День, когда ты меня полюбишь 8 глава




Мне так и не хватило духу бросить все во имя танца. И если раньше я бы отдала все ради любви, то теперь и в ней сомневалась. Единственное, что знаю: у меня есть сатиновый мешочек с новыми туфлями, обратный билет в Шотландию и неизвестное будущее.

Звучит «Печаль моря», напоминая о Марселе и Хамади, с момента встречи с которыми прошло четыре года. За пультом лыбится мясистое лицо диджея Горацио Годоя. Он улыбается жизни, мерцанию огней, кружению пар по танцполу. Я схожу с ума от ощущения собственной «непринадлежности» ко всему происходящему.

Вернувшись в отель, застаю в кухне на лавке спящую Зорайду. Она даже не сняла босоножки для танго.

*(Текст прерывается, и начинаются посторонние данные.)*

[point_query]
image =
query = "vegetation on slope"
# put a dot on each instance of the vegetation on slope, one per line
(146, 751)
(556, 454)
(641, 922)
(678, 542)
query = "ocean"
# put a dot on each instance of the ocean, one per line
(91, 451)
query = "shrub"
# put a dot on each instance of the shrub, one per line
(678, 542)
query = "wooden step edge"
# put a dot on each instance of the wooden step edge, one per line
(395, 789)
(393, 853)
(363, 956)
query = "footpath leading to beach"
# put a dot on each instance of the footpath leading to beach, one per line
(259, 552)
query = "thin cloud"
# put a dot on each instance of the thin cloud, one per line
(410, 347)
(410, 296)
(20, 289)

На следующее утро соратники пьют чай на кухне.

— Мне приснился сон, — говорит Дана в перерыве между приступами кашля. — Я танцую и пытаюсь сделать шаг, но не могу. Не получается. Говорю себе: «Дана, прекрати, ты устала». Но не слушаюсь и продолжаю попытки, мне плохо, стыдно, хочется лечь. Меня это просто убивает, но не могу остановиться.

Турецкая пара, Зорайда, Вим вежливо улыбаются в ответ. В своих тусклых комнатах, забитых сырой обувью, им всем виделся подобный лихорадочный сон.

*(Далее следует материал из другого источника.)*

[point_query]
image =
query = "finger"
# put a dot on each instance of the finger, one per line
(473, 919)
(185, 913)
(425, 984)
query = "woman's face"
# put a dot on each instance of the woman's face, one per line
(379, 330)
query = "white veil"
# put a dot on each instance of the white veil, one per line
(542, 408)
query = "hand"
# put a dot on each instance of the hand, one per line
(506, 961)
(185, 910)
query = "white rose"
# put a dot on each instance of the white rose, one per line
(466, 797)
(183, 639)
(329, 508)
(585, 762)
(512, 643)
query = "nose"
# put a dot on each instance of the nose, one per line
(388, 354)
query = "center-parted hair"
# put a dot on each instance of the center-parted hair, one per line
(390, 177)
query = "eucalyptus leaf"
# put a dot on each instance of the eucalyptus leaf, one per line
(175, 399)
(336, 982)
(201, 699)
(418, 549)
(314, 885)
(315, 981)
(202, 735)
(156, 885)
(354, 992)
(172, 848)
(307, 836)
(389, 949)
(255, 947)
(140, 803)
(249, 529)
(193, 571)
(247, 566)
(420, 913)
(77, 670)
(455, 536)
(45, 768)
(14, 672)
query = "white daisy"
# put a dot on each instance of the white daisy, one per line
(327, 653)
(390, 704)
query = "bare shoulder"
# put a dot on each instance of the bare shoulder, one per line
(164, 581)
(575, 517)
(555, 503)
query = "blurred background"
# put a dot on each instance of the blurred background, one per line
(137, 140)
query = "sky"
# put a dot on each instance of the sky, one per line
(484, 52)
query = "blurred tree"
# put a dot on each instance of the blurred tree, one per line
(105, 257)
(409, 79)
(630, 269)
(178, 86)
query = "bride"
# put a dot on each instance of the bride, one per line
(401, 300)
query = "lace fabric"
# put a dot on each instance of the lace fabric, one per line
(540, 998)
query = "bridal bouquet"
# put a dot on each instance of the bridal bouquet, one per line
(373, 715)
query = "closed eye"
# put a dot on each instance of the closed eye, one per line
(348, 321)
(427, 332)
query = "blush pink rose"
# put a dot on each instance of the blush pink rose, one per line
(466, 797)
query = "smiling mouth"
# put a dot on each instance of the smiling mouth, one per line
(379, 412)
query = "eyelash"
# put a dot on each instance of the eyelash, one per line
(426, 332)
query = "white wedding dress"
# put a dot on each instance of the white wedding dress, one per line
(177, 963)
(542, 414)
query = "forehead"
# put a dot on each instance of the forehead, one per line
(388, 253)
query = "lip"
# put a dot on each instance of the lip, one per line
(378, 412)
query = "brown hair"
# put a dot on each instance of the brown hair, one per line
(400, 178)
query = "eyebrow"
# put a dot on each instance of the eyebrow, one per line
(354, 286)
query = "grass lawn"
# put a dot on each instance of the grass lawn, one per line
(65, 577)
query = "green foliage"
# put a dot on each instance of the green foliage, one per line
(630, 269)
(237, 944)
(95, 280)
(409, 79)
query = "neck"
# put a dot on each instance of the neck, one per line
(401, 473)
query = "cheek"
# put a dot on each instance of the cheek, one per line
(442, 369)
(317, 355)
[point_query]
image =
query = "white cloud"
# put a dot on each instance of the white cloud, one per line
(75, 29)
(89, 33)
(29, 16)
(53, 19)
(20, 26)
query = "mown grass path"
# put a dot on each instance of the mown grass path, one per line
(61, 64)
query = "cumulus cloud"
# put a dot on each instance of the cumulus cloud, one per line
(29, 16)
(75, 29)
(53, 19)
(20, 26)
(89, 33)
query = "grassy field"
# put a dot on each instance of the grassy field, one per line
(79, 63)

А мне? А я здесь просто гость. Могу танцевать танго. А могу и не танцевать.

 

Ту же самую фразу произношу Карлосу Ривароле в свой последний день, разделываясь со стейком размером с наш стол, в то время как он поглощает чечевичную похлебку.

— Карлос, ты стал вегетарианцем, не просто буддистом?

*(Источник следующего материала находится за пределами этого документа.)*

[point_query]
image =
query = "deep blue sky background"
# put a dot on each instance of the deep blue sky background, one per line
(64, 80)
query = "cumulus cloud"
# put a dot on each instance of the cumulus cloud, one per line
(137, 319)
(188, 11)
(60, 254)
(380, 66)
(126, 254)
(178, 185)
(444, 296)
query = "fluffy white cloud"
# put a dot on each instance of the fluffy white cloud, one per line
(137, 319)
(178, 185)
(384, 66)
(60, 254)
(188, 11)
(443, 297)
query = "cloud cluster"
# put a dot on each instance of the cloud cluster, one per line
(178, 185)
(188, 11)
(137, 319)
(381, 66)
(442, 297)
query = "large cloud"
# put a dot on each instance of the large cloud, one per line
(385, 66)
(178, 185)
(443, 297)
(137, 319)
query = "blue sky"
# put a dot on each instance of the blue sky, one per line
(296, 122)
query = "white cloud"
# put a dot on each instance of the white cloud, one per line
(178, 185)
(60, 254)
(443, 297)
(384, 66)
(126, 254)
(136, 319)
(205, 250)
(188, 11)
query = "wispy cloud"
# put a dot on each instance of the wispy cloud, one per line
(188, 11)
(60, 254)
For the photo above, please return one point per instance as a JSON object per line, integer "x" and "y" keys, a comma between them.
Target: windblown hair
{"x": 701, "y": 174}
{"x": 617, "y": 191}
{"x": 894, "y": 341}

— Взгляни внимательнее, Капкита. Мы же в Аргентине, — в супе плавают огромные куски мяса.

На нас смотрят портреты Пьяццоллы и Пульезе. Тяжелый золотой бюст композитора Анибаля Тройло сверкает в углу. Время течет для всех, кроме Карлоса, с годами он лишь молодеет. Правда, небритая борода на его скульптурных скулах поседела, но ему очень идет.

— Ну, — он изучает мое лицо. — Выглядишь ты счастливой.

— Так и есть, — улыбка со стейком во рту.

— Значит, ты нашла то, что искала в танго.

— Да, любовь, — внезапно глаза наполняются слезами, я отодвигаю тарелку. — Прости.

— Все хорошо, Капкита, — он протягивает салфетку с надписью EL OPERA, и я вытираю нос. — Любовь никогда не покидает нас, но начинаться все должно с любви к себе. По-другому никак, все остальное исчезает, как песок сквозь пальцы.

— Да, — из глаз течет катастрофически. — Кроме танго.

— Кроме танго, — он сжимает мою руку. — Пойдем, посидим на солнышке.

Мы расположились наПлаза де Майо, сегодня четверг — день сбора матерей без вести пропавших: вот уже тридцать лет, с тех пор как их сыновья и дочери пропали, они приходят сюда с покрытыми белыми платками головами.

— Мы будем зачитывать имена наших пропавших любимых, — произнесла в микрофон сморщившаяся от возраста и горя женщина. — Не всех, их слишком много, тридцать тысяч. Каждую неделю мы можем называть только несколько сотен имен.

И она начинает. Сегодня буква «Л».

— Лескано, Лукреция Бериа.

— Здесь! — отзывается другая аргентинка.

— Лескано, Мануэль Роберто.

— Здесь!

Впереди нас в сюрреалистичном розовом мерцании возвышается здание Каса-Росада[10], где решались судьбы людей. На площади малыши кормят голубей. Полуденное небо покрыто тучами.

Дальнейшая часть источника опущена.